We can expect a bit of overhead when using PowerShell cmdlets vs .NET methods, but what I witnessed with Start-Sleep blew me away.

How long would you expect the following code to take?

1..100 | % {Start-Sleep -Milliseconds 1}

A bit over 100 ms, right? Let’s take a look.

PS C:\> Measure-Command {1..100 | % {Start-Sleep -Milliseconds 1}} | Select -ExpandProperty TotalMilliseconds
1558.6298

One and a half seconds! Let’s try exactly the same thing with System.Threading

Measure-Command {1..100 | % {[System.Threading.Thread]::Sleep(1)}} | Select -ExpandProperty TotalMilliseconds
202.3078

There appears to be around 14ms of overhead for every Start-Sleep call.
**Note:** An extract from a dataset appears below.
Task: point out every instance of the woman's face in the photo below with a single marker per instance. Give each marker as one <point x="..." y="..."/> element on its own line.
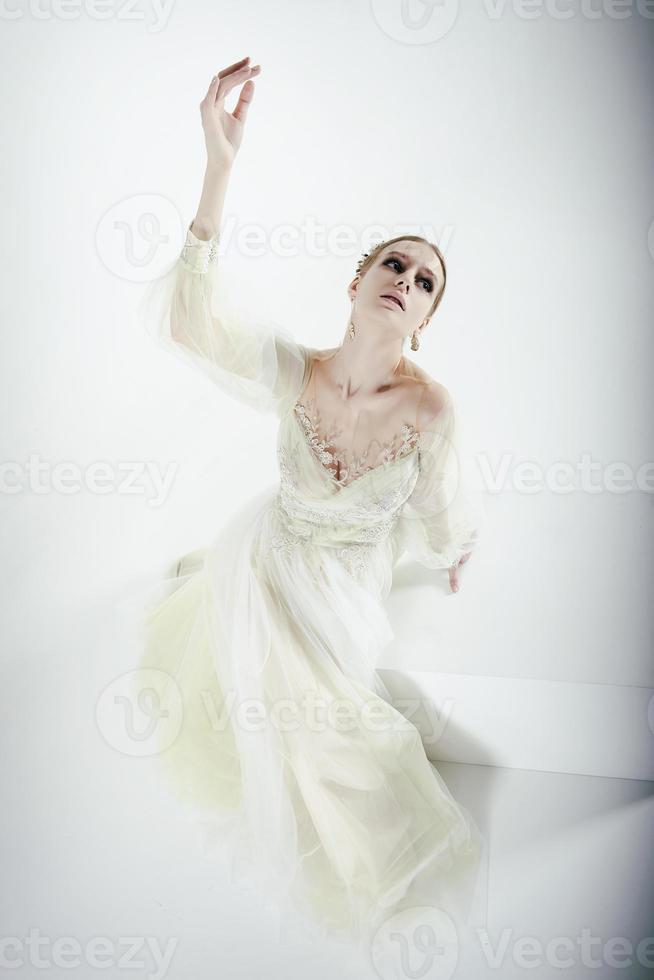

PS C:\> 1..100 | % { (Measure-Command {Start-Sleep -Milliseconds 1} | Select -ExpandProperty TotalMilliseconds) - 1} | Measure-Object -Average

Count    : 100
Average  : 14.209163

What we’re doing here is measuring how long every Start-Sleep -Milliseconds 1 takes, subtracting 1 from the result (to account for our sleep), and averaging all output values. This isn’t by any means scientific, and the results may vary somewhat between computers, but System.Threading provides much better performance.

PS C:\> 1..100 | % {(Measure-Command {[System.Threading.Thread]::Sleep(1)} | Select -ExpandProperty TotalMilliseconds) - 1} | Measure-Object -Average

Count    : 100
Average  : 0.751701

Why arp -a instead of Get-NetNeighbor

PowerShell has a great cmdlet which outputs the ARP cache as an object, Get-NetNeighbor, and also provides a lot more detail on each cache entry, but arp -a proved to be faster, even with string manipulation and the parsing through ConvertFrom-CSV.

That’s all for now, hope you enjoyed the read if you got this far!